The clinical manifestations such as malignant arrhythmia and heart failure, are controlled by medicines and devices, which is a main treatment target of ARVC. Treatment strategies include class I, II, III antiarrhythmic drugs, ICD implantation, and catheter ablation [6, 9]. Unfortunately, there is no specific drug to control or eliminate arrhythmia, or to change the natural course of the disease, and no drug alone or in combination can completely prevent sudden death for ARVC patients. A study by Orgeron GM et al. showed that ICD implantation is a safe and effective measure to improve the natural history of ARVC and prevent sudden death [2]. However, ICD implantation cannot control the onset of malignant arrhythmias, and it may lead to unwanted results, such as pain, anxiety, restlessness when patients are treated by electrical shock during ventricular tachycardia storms repeatedly. Therefore, antiarrhythmic drugs should be used as adjuvant therapy for ARVC patients with frequent ICD discharges. Catheter ablation is currently the most effective method to reduce or even eliminate VT [4, 10]. Recent evidence-based medical results from the largest number of cases in Asia on ARVC catheter ablation showed that both transendocardial and transepicardial catheter ablation could reduce the burden of VT episodes in ARVC patients, and even achieved clinical cure for a long time, the effective rate was about 71% [11, 12]. The patient in our case got VT as the main clinical manifestation. The latest research showed, long-term VT-free survival had been achieved in over half of ARVC patients following ENDO-only-ablation, increasing to over 75% if VT noninducibility was achieved [11]. In our case, we also achieved a better clinical outcome with only epithelial ablation.

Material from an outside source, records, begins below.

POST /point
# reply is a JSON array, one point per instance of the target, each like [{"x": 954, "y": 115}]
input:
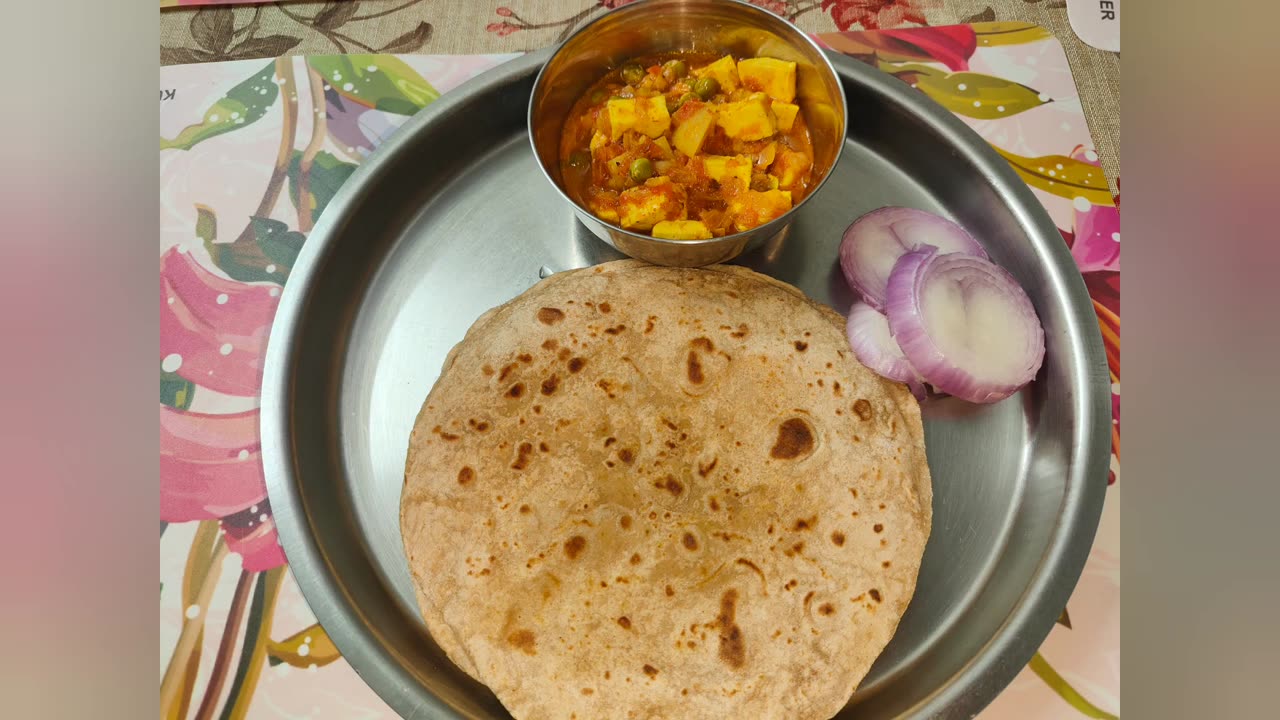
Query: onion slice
[
  {"x": 874, "y": 346},
  {"x": 964, "y": 324},
  {"x": 872, "y": 245}
]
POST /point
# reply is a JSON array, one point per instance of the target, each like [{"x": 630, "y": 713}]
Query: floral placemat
[{"x": 252, "y": 151}]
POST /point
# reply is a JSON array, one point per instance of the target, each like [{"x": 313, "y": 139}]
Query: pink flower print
[
  {"x": 213, "y": 331},
  {"x": 210, "y": 465},
  {"x": 1096, "y": 245}
]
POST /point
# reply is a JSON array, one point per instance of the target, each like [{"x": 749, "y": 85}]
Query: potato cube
[
  {"x": 681, "y": 229},
  {"x": 755, "y": 208},
  {"x": 647, "y": 115},
  {"x": 725, "y": 71},
  {"x": 691, "y": 132},
  {"x": 789, "y": 167},
  {"x": 786, "y": 114},
  {"x": 748, "y": 119},
  {"x": 722, "y": 168},
  {"x": 657, "y": 200},
  {"x": 776, "y": 78}
]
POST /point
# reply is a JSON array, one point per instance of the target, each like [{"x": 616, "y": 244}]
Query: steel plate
[{"x": 452, "y": 217}]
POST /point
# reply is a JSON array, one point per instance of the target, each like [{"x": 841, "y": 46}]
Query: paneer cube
[
  {"x": 725, "y": 71},
  {"x": 657, "y": 200},
  {"x": 647, "y": 115},
  {"x": 722, "y": 168},
  {"x": 754, "y": 208},
  {"x": 789, "y": 167},
  {"x": 681, "y": 229},
  {"x": 776, "y": 78},
  {"x": 693, "y": 131},
  {"x": 786, "y": 114},
  {"x": 764, "y": 158},
  {"x": 748, "y": 119}
]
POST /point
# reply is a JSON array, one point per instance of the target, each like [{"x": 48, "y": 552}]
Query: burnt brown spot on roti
[
  {"x": 574, "y": 546},
  {"x": 753, "y": 566},
  {"x": 551, "y": 383},
  {"x": 732, "y": 650},
  {"x": 671, "y": 484},
  {"x": 524, "y": 641},
  {"x": 444, "y": 434},
  {"x": 506, "y": 372},
  {"x": 694, "y": 367},
  {"x": 551, "y": 315},
  {"x": 522, "y": 454},
  {"x": 863, "y": 410},
  {"x": 795, "y": 440}
]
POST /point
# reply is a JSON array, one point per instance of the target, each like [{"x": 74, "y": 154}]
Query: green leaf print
[
  {"x": 383, "y": 82},
  {"x": 176, "y": 392},
  {"x": 327, "y": 176},
  {"x": 243, "y": 104},
  {"x": 973, "y": 95}
]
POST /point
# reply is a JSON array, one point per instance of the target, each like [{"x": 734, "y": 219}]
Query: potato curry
[{"x": 689, "y": 146}]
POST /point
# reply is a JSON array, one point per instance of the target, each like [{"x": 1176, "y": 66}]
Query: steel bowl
[{"x": 702, "y": 26}]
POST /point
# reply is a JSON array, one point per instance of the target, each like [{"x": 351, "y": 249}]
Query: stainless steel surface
[
  {"x": 704, "y": 26},
  {"x": 453, "y": 217}
]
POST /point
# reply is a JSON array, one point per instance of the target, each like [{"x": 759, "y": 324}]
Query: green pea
[
  {"x": 675, "y": 69},
  {"x": 641, "y": 169},
  {"x": 632, "y": 74},
  {"x": 580, "y": 159},
  {"x": 705, "y": 87}
]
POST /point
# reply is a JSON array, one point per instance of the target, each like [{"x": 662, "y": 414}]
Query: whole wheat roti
[{"x": 654, "y": 492}]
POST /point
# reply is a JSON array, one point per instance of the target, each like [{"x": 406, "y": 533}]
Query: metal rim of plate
[{"x": 332, "y": 547}]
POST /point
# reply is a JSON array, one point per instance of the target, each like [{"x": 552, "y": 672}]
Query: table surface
[{"x": 208, "y": 33}]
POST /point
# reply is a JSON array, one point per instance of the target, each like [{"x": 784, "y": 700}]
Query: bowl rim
[{"x": 744, "y": 236}]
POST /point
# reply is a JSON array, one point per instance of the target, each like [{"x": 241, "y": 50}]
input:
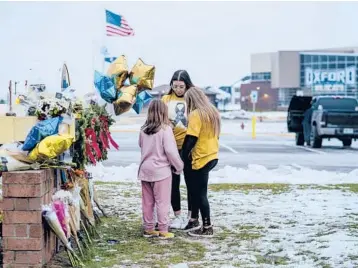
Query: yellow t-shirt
[
  {"x": 177, "y": 114},
  {"x": 207, "y": 146}
]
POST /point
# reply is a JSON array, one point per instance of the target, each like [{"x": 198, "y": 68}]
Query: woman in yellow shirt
[
  {"x": 177, "y": 112},
  {"x": 200, "y": 150}
]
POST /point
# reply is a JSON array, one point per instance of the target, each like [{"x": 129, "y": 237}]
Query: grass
[
  {"x": 275, "y": 188},
  {"x": 237, "y": 235},
  {"x": 133, "y": 249},
  {"x": 343, "y": 187},
  {"x": 271, "y": 259}
]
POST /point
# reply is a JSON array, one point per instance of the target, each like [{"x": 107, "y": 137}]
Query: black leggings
[
  {"x": 175, "y": 198},
  {"x": 198, "y": 191}
]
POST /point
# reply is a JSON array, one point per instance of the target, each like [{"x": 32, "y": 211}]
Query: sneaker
[
  {"x": 150, "y": 234},
  {"x": 203, "y": 232},
  {"x": 192, "y": 226},
  {"x": 178, "y": 223},
  {"x": 166, "y": 235}
]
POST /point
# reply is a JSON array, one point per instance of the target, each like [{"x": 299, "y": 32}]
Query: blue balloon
[
  {"x": 40, "y": 131},
  {"x": 105, "y": 87},
  {"x": 142, "y": 98}
]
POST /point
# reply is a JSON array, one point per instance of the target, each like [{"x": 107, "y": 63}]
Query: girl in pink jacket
[{"x": 159, "y": 158}]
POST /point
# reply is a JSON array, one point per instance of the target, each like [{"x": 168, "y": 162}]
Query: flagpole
[{"x": 104, "y": 47}]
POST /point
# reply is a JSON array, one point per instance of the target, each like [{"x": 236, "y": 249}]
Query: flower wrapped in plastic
[
  {"x": 76, "y": 197},
  {"x": 105, "y": 87},
  {"x": 51, "y": 107},
  {"x": 51, "y": 147},
  {"x": 118, "y": 71},
  {"x": 53, "y": 222},
  {"x": 10, "y": 163},
  {"x": 40, "y": 131},
  {"x": 126, "y": 99},
  {"x": 59, "y": 207},
  {"x": 142, "y": 75}
]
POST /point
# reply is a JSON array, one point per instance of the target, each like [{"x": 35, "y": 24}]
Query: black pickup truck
[{"x": 313, "y": 119}]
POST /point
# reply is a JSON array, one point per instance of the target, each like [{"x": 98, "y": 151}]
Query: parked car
[{"x": 329, "y": 117}]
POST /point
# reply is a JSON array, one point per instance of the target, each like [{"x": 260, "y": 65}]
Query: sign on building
[
  {"x": 330, "y": 81},
  {"x": 254, "y": 96}
]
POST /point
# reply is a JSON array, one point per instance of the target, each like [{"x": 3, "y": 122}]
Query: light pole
[{"x": 16, "y": 83}]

Echocardiography showed no obvious structural changes of the right ventricle. Intraoperative right ventricular angiography and voltage mapping confirmed that the cardiomyopathy was limited to the apex of the right ventricle. Considering that the origin of VT was highly consistent with the location of myocardial lesion, catheter ablation would probably eliminate the VT. In fact, VT was no longer induced after the homogenizational ablation of the diseased myocardium, and no VT occurred during postoperative follow-up. Although the patient had no clear family history, early ICD implantation was still recommended for him in consideration of the particularity of ARVC and ICD implantation indications, the patients refused it. Thus, regular follow-up was arranged for him.